SIMD requires that iterations are independent. One exception to this rule is given by reductions, which have been carefully designed for its proper handling.

Julia leverages SIMD automatically for reductions involving integers. Instead, reductions with floating-point numbers require the explicit addition of the @simd macro. The following example demonstrates this fact. For the case of integers, we see that there are no differences in execution times with and without @simd.

x = rand(1:10, 10_000_000)   # random integers between 1 and 10

function foo(x)
    output = 0

    for a in x
        output += a
    end

    return output
end

Output in REPL

julia>

@btime foo($x)

  2.606 ms (0 allocations: 0 bytes)

x = rand(1:10, 10_000_000)   # random integers between 1 and 10

function foo(x)
    output = 0

    @simd for a in x
        output += a
    end

    return output
end

Output in REPL

julia>

@btime foo($x)

  2.636 ms (0 allocations: 0 bytes)

This behavior contrasts with a sum reduction consisting of floating-point operations, as shown below.

x = rand(10_000_000)

function foo(x)
    output = 0.0

    for a in x
        output += a
    end

    return output
end

Output in REPL

julia>

@btime foo($x)

  5.033 ms (0 allocations: 0 bytes)

x = rand(10_000_000)

function foo(x)
    output = 0.0

    @simd for a in x
        output += a
    end

    return output
end

Output in REPL

julia>

@btime foo($x)

  2.753 ms (0 allocations: 0 bytes)

Why Floating Points Are Treated Differently

Unlike integers, addition of floating-point numbers doesn't obey associativity: due to the inherent imprecision of floating-point arithmetic, (x+y)+z may not be exactly equal to x+(y+z). This is one of several reasons why floating-point numbers are distinct from mathematical real numbers: they are finite-precision approximations that don't always follow the same mathematical properties we expect from real numbers.
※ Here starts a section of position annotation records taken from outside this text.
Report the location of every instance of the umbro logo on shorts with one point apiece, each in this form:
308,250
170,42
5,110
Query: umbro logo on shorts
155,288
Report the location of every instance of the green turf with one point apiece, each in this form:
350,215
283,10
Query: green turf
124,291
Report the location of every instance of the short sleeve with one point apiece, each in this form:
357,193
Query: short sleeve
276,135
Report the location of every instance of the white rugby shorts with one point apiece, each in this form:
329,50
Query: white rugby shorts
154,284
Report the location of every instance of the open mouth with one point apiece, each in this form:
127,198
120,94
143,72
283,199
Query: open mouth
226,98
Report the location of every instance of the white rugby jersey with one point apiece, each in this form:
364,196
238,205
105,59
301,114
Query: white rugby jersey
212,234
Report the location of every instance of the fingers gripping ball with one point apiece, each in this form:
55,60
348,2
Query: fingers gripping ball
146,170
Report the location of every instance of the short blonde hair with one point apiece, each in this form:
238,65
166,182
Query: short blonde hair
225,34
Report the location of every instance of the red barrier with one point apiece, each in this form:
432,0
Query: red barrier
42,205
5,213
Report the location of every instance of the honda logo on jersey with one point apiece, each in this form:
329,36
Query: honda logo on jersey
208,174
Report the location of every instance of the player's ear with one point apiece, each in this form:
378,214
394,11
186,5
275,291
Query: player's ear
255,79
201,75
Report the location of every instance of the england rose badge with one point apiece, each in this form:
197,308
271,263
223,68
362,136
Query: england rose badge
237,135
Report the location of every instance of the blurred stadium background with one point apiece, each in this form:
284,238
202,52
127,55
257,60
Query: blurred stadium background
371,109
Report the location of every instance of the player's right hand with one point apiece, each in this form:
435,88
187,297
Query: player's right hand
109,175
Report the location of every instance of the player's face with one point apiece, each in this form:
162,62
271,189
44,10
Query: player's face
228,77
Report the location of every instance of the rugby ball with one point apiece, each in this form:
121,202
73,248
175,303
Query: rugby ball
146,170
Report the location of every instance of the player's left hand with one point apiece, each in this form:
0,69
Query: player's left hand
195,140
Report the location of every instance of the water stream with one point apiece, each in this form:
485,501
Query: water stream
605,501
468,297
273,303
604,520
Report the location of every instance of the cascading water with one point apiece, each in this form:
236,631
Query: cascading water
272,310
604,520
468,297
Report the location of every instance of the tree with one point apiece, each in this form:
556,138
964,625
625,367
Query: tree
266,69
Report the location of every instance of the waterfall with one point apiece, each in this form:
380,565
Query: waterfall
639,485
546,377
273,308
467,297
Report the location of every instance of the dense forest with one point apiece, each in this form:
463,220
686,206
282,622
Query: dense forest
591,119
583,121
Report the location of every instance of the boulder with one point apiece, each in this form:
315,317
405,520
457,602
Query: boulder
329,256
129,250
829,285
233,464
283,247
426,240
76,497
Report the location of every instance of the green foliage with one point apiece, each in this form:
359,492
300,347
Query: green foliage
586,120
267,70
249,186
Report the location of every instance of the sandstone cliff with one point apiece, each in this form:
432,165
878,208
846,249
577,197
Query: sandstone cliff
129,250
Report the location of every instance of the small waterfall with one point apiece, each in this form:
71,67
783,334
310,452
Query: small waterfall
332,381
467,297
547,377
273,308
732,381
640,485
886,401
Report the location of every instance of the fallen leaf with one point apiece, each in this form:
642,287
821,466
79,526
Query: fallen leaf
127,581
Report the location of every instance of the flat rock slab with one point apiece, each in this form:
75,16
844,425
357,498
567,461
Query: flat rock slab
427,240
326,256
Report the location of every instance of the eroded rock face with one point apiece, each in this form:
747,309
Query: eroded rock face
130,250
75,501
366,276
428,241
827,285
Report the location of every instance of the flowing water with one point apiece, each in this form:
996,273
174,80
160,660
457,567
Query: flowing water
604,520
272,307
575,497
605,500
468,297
The following code shows this feature of floating points.

x = 0.1 + (0.2 + 0.3)

Output in REPL

julia>

x

0.6

x = (0.1 + 0.2) + 0.3

Output in REPL

julia>

x

0.6000000000000001

By instructing the compiler to ignore the non-associativity of floating-point arithmetic, SIMD instructions can optimize performance by reordering terms. However, this approach assumes that the operations do not rely on a specific order of operations. Fortunately, this assumption rarely causes issues in scientific applications, as they typically involve mathematical models that inherently assume real number properties from the outset.